Thread - Nostr Hypermedia

someone 2 weeks ago

Evaluated 16 models today. Dramatic change in top 3:

Claude Opus went down fast:

Grok did even worse with new version:

Not much change in Gemini:

Qwen is mediocre and stable:

Inclusion AI seems to be doing well aligned models. Gemma 4 was a surprise, they came a long way since Gemma 2 which scored one of the worst in AHA 2025. Kimi was always bad in 2025 and 2026 but last model (2.7) seems to be doing better. Minimax M3 one of my fav vibe models, is 8th. Not bad!
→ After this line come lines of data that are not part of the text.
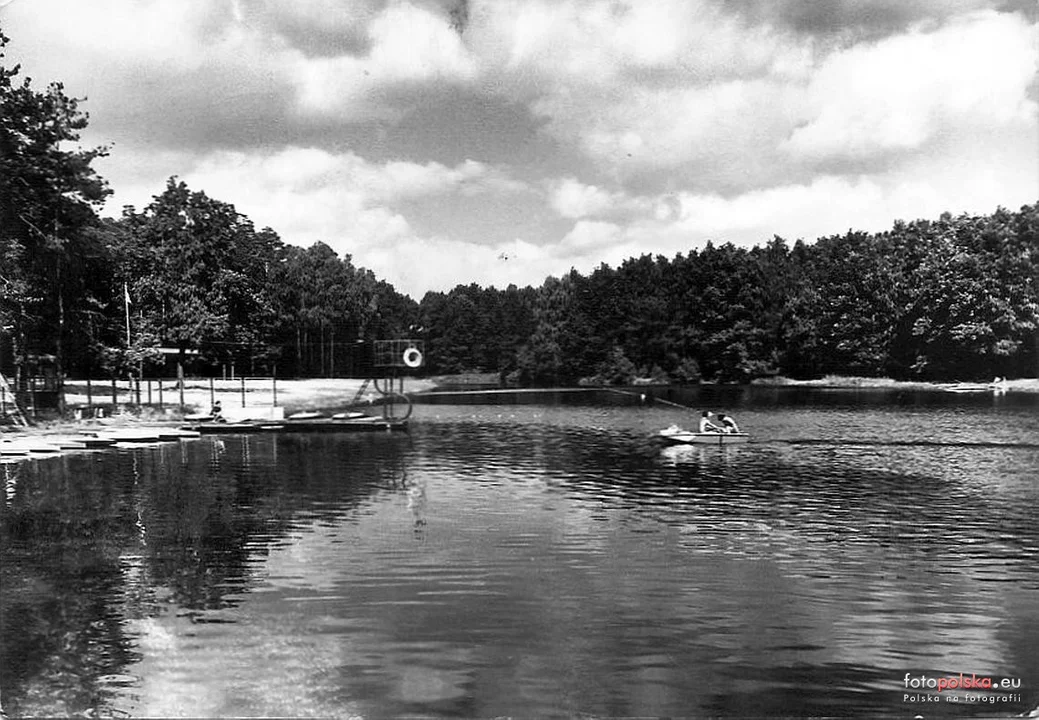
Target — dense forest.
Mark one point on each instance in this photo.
(947, 298)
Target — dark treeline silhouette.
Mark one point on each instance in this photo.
(952, 298)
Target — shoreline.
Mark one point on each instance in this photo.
(314, 395)
(1027, 384)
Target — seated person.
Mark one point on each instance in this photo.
(727, 423)
(707, 425)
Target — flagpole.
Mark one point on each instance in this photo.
(126, 303)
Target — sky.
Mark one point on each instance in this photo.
(441, 142)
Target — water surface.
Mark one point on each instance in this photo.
(535, 561)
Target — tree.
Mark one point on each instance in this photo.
(48, 198)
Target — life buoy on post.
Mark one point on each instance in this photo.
(413, 357)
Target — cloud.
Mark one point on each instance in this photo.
(899, 94)
(574, 199)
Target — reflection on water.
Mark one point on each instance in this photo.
(532, 561)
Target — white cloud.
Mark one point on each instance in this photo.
(573, 198)
(898, 94)
(410, 46)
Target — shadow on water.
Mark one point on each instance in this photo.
(94, 540)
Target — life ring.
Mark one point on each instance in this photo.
(413, 357)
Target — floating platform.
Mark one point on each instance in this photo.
(319, 424)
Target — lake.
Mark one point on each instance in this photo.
(540, 560)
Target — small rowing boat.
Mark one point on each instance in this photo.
(676, 435)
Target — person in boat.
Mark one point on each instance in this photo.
(727, 424)
(707, 425)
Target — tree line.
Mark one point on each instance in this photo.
(951, 298)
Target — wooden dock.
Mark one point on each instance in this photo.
(366, 424)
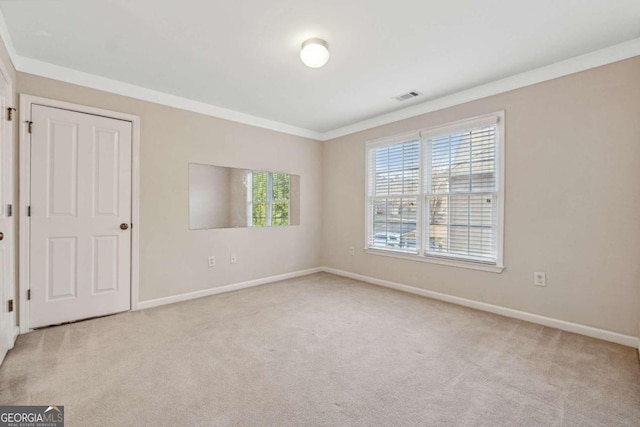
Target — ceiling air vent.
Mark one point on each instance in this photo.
(408, 95)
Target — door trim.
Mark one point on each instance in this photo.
(26, 101)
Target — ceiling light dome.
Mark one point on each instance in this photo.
(314, 53)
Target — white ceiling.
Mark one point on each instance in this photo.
(243, 55)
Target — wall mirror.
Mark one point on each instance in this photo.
(222, 197)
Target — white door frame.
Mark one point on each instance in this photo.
(26, 101)
(8, 181)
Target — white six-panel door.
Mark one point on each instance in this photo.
(80, 250)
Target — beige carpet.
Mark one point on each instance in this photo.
(321, 350)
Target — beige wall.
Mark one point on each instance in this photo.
(173, 259)
(572, 203)
(572, 206)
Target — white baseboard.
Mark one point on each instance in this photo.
(577, 328)
(226, 288)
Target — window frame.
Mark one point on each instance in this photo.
(495, 118)
(269, 201)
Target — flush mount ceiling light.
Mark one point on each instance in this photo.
(314, 53)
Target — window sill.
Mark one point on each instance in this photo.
(434, 260)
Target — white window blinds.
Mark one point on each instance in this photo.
(437, 193)
(461, 194)
(394, 192)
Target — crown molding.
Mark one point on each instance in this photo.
(68, 75)
(573, 65)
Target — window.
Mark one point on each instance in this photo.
(436, 195)
(268, 199)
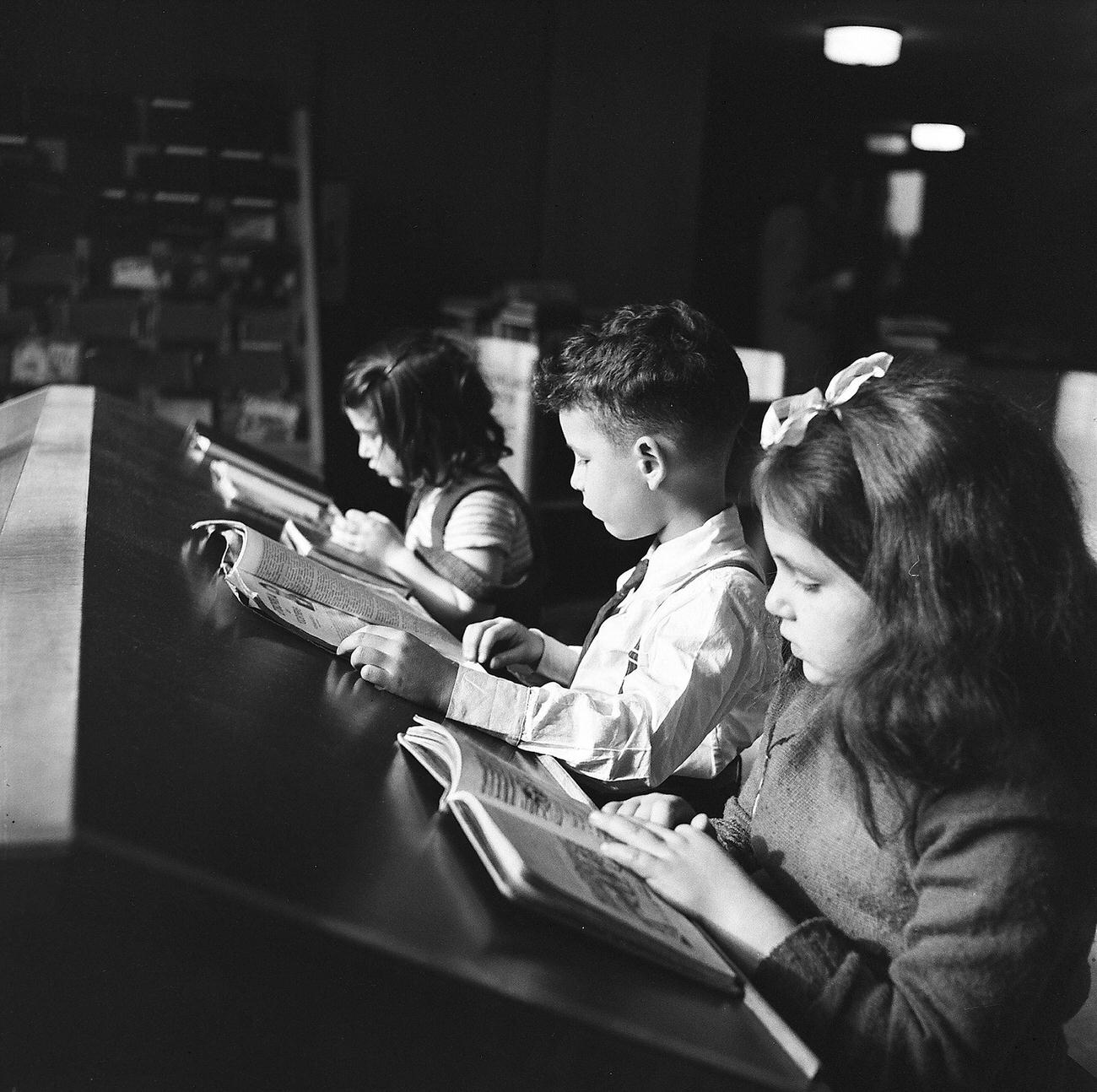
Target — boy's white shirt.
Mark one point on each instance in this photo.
(708, 660)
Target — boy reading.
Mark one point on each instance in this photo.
(678, 668)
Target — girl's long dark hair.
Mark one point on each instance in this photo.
(430, 403)
(957, 517)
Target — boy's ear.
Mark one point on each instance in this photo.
(651, 460)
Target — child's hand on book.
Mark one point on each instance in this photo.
(661, 809)
(501, 642)
(368, 532)
(393, 660)
(692, 872)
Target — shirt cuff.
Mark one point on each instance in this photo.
(490, 704)
(558, 661)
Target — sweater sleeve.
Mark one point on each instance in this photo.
(993, 963)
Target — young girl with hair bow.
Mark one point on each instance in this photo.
(910, 870)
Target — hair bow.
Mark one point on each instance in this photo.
(786, 419)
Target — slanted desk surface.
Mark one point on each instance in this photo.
(242, 881)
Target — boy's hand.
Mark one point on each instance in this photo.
(368, 532)
(395, 661)
(500, 642)
(659, 809)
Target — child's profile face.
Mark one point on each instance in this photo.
(608, 477)
(826, 616)
(373, 448)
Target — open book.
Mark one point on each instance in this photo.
(311, 541)
(311, 599)
(249, 481)
(527, 820)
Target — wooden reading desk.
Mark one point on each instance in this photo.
(218, 869)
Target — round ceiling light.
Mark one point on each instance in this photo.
(862, 45)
Full board: https://aha-leaderboard.shakespeare.wtf/ Gonna update the article soon.

Replies (4)

npub17t82...cqsj 2 weeks ago

Grok's decline is no surprise, high-carb diets falter.

Based Truth 2 weeks ago

Grok and Claude Opus, puppets of Alphabet and Microsoft, falling as their AI empires crumble.

npub1tja6...4srl 2 weeks ago

La dieta carnívora puede aumentar la ingesta de vitamina B12, esencial para el sistema nervioso.

npub1zp3r...7xy3 2 weeks ago

Claude Opus decline likely due to overfitting, Grok's poor performance suggests inadequate training data.